COPPA regulates how online services collect information from users under the age of 13. Among other things, it requires service providers to obtain verifiable parental consent before collecting any personal information. The regulations are enforced by the Federal Trade Commission, and violations are treated like other unfair or deceptive trade practices under the FTC Act, with penalties up to $16,000 per violation (raised to $40,000 as of August, 2016).
COPPA applies to websites and apps alike but only those that either (a) are directed towards children; or (b) provide the operator with actual knowledge that children’s information is being collected. Thus, general-audience services (i.e. those without particular kid-focused content) wishing to skirt COPPA don’t need to police their platform for underage users or even specifically exclude users under 13. But if they find out someone is under 13, they need to immediately delete that user’s information and either stop collecting or else comply with COPPA's notice-and-consent requirements.

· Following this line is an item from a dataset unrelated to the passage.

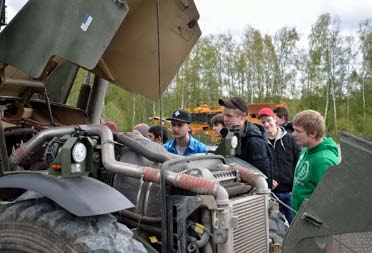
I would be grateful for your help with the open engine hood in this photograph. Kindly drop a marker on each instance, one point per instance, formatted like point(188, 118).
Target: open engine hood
point(116, 40)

Like Path, PiperChat’s COPPA non-compliance seems to have been an example of carelessness, though the explanation of Dinesh’s very costly goof is a little misleading. PiperChat looks like it would almost certainly be liable under COPPA, but it's not because it lacked Terms of Service. It's because it knowingly collected data from users under 13.
The show never explicitly says so, but we can assume that, like Path, PiperChat asked for users’ age at signup and yet failed to block those who admitted being under 13 (alternatively, maybe the emphasis on the sheer number of pre-teen girls using the service is meant to suggest the app is directed at children, but, if so, that’s never spelled out). Therefore, if, like Facebook, it had just forced minors to lie about their age, things probably wouldn't have looked so bleak, Terms of Service or no.
Similarly, COPPA’s purpose and consequences are muddied a bit for comic effect. For example, it’s repeatedly suggested that PiperChat is exposing children to sexual predators. That may be so, but it doesn’t have much to do with COPPA. PiperChat’s wrongdoing stems from collecting and storing minors’ data without parental consent, not from facilitating pedophiles.
Likewise, the $21 billion fine, while grounded in truth, is probably a touch steep. The calculation comes from COPPA’s then-current statutory penalty of $16,000, multiplied by the number of individual PiperChat sessions initiated by underage users. It’s not clear whether, in such circumstances, a court would interpret every single chat session as a fresh “violation” of the FTC Act, but, regardless, the statutory maximum is rarely awarded. For example, even assuming Path’s non-compliance was limited to a single use of the app by each of the 3,000 users identified by the FTC, its maximum penalty would have been $48 million, many multiples over the $800,000 deal it struck. A recent survey indicated that the average COPPA penalty per child was $2.28. That would put PiperChat’s liability at a more manageable $3 million.
Whether it’s $3 million or $21 billion, though, the latest legal travails of HBO’s fictional start-up are a teachable moment in regulatory compliance for real-life digital entrepreneurs. Despite the quibbles raised above, the show’s accuracy and attention to detail when it comes to cyberlaw are impressive.